Un budget 2026 encore attendu, mais en voie de finalisation
Le budget de l'État pour 2026 prend forme. Le projet sera approuvé par le gouvernement roumain au milieu du mois prochain, puis débattu et voté au Parlement à Bucarest.
Daniela Budu, 21.01.2026, 11:29
Comme l’an passé, la Roumanie entame l’année 2026 sans budget adopté. Les autorités assurent toutefois que le projet est en phase avancée et qu’il devrait être approuvé par le gouvernement de Bucarest dans la seconde moitié du mois de février. L’exécutif vise un texte accepté par l’ensemble des formations de la coalition au pouvoir, fondé sur un objectif de déficit d’environ 6 % et une croissance économique estimée à près de 1 %. Le ministre des Finances, Alexandru Nazare, souligne que le budget pour 2026 doit être construit sur des bases réalistes, reflétant fidèlement le niveau des dépenses et évitant toute surestimation des recettes attendues. Alexandru Nazare :
« Notre objectif pour 2026 est de bâtir un budget de relance, un budget tourné vers l’investissement. Plus de 10 milliards d’euros sont prévus rien que dans le cadre du Plan national de relance et de résilience (PNRR). Il est essentiel de transformer ces projections en dépenses effectives et d’accélérer le rythme d’exécution pour chaque ordonnateur de crédits. La croissance projetée est d’environ 1 % pour 2026, avec un PIB estimé à près de 2 045 milliards de lei, soit environ 409 milliards d’euros. L’objectif de déficit se situe autour de 6 % et fait encore l’objet de discussions. Une fois les échanges finalisés avec les ordonnateurs de crédits et la Commission européenne, nous disposerons d’un objectif définitif, conforme aux lignes annoncées jusqu’à présent. » a conclu le ministre roumain des Finances.

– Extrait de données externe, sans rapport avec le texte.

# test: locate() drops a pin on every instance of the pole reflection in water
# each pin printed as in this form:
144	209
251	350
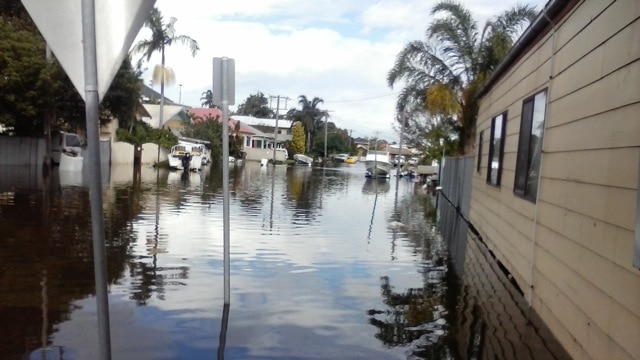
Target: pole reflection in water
312	289
222	343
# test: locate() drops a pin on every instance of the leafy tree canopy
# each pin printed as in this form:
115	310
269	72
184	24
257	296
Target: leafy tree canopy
256	105
444	73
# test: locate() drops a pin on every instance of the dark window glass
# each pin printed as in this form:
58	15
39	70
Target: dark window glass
480	140
496	149
530	146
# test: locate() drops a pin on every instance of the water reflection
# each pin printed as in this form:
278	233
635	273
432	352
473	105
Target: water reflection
324	264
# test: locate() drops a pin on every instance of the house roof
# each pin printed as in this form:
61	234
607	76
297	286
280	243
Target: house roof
553	11
200	114
395	150
148	94
254	121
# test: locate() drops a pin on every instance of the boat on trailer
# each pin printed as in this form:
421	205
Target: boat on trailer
302	159
187	156
377	163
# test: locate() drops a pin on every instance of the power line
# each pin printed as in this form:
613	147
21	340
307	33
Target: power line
365	99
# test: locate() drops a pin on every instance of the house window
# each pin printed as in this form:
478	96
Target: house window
530	146
480	140
496	149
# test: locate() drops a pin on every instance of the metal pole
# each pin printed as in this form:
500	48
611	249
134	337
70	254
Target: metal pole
401	132
326	119
275	132
95	184
225	179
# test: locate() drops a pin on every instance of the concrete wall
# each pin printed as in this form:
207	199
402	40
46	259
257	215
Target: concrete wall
121	153
21	150
150	153
571	251
254	154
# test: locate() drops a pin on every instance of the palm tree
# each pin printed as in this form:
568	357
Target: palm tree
310	116
162	35
207	99
444	73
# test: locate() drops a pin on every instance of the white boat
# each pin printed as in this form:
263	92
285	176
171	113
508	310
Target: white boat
377	163
341	157
186	154
302	159
67	151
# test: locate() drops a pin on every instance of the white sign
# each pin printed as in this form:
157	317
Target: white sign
117	25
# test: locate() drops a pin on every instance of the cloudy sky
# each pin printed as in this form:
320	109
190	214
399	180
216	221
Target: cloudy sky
337	50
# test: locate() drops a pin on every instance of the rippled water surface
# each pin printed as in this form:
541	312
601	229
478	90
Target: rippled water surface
325	264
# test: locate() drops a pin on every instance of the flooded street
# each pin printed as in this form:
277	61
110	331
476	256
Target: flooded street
325	264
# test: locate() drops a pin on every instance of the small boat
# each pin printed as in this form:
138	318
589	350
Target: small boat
377	163
186	155
351	160
341	158
302	159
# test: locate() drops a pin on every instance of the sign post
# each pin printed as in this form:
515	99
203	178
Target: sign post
91	50
224	93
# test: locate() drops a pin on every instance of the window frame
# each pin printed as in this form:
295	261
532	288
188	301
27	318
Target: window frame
525	156
480	146
499	156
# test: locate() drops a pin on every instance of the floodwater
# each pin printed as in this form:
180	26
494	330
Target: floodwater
325	264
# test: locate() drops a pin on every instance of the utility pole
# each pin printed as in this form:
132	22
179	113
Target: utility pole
350	138
275	132
326	122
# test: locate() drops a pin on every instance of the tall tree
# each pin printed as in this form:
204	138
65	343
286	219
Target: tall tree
207	99
256	105
310	116
297	145
163	35
444	73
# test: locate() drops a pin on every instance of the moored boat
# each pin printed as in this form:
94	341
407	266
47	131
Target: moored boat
67	151
377	163
302	159
185	155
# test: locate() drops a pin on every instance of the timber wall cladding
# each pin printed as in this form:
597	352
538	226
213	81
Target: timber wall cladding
584	285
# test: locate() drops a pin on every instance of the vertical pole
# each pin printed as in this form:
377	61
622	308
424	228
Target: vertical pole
401	135
326	119
225	179
95	183
275	132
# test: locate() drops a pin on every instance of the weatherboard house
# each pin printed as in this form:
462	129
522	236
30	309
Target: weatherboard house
555	185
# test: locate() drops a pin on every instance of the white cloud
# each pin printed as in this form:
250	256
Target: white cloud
339	51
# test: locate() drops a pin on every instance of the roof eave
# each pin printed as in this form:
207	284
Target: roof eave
546	20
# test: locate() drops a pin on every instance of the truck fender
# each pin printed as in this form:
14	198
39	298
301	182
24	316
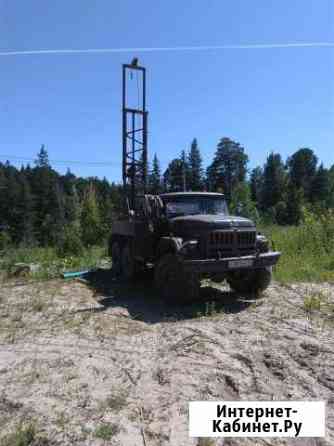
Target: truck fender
169	245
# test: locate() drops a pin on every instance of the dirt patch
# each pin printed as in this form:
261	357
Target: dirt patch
103	362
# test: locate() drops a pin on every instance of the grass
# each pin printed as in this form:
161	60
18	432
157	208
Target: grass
49	262
106	431
115	402
24	436
307	250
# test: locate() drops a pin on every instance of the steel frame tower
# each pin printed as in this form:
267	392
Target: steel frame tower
134	135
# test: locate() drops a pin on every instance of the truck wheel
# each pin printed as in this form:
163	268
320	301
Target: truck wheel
116	258
173	283
254	281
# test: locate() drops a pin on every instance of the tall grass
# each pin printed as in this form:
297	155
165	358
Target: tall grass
307	250
49	263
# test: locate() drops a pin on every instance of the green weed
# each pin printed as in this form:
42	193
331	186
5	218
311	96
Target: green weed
106	431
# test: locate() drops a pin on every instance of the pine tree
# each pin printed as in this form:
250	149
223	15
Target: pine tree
256	184
274	179
241	202
294	204
26	211
173	176
320	187
302	170
92	232
196	181
155	185
228	168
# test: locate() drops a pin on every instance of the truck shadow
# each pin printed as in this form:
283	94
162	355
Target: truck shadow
143	303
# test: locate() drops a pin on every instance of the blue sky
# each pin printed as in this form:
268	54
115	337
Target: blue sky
277	99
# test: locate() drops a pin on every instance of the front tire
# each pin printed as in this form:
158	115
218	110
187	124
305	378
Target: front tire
173	283
116	258
128	263
254	281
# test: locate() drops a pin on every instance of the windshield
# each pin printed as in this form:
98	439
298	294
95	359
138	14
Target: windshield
178	206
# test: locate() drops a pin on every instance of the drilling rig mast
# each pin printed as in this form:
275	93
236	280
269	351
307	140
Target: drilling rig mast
134	133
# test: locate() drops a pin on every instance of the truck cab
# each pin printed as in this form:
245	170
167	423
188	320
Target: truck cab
186	236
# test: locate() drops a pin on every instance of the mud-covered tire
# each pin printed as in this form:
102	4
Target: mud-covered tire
255	281
173	283
128	263
116	258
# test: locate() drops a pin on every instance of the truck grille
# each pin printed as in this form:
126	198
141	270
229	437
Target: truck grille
230	243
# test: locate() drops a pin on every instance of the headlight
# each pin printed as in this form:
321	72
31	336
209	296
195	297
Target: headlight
262	243
189	246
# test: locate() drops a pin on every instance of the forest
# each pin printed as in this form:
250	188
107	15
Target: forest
40	207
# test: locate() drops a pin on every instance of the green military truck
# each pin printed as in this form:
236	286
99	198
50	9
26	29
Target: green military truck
187	236
184	236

Ajustements budgétaires et lignes de fracture politiques
Le vice-Premier ministre Radu Miruţă estime pour sa part que la Roumanie se trouve enfin sur la bonne trajectoire en matière budgétaire. Dans un message publié sur les réseaux sociaux, il a remercié ceux qui ont compris, au cours des six derniers mois, la complexité de la situation financière et le fait que l’État roumain ne soit pas encore pleinement opérationnel. Reconnaissant que le pays n’a pas totalement surmonté cette période délicate, il a néanmoins insisté sur les efforts engagés pour élaborer un budget équilibré, honnête et réaliste, à la hauteur des capacités économiques actuelles. En parallèle de l’ajustement des dépenses, des démarches sont également menées pour stimuler une croissance économique réelle, a-t-il ajouté. À l’initiative du Parti social démocrate, les représentants des collectivités locales seront également associés à l’élaboration du budget 2026, dans le contexte de la hausse des taxes entrée en vigueur le 1er janvier. Ceux-ci plaident pour que les recettes fiscales restent au niveau local afin de permettre le cofinancement de projets européens dédiés au développement des communautés. Le président du Parti social démocrate (PSD), Sorin Grindeanu, a indiqué que des discussions étaient en cours avec l’ensemble des partis et qu’un consensus pourrait émerger d’ici la semaine prochaine. Dans l’opposition, le parti d’extrême-droite Alliance pour l’Union des Roumains (AUR) critique vivement le retard dans l’adoption du budget et accuse le gouvernement de manquer de responsabilité à l’égard des citoyens. La sénatrice Niculina Stelea estime quant à elle que les allocations budgétaires de cette année devraient prioritairement soutenir l’éducation, la santé, les familles, les investissements dans l’économie nationale et la réduction du gaspillage jugé excessif au sein de l’appareil d’État.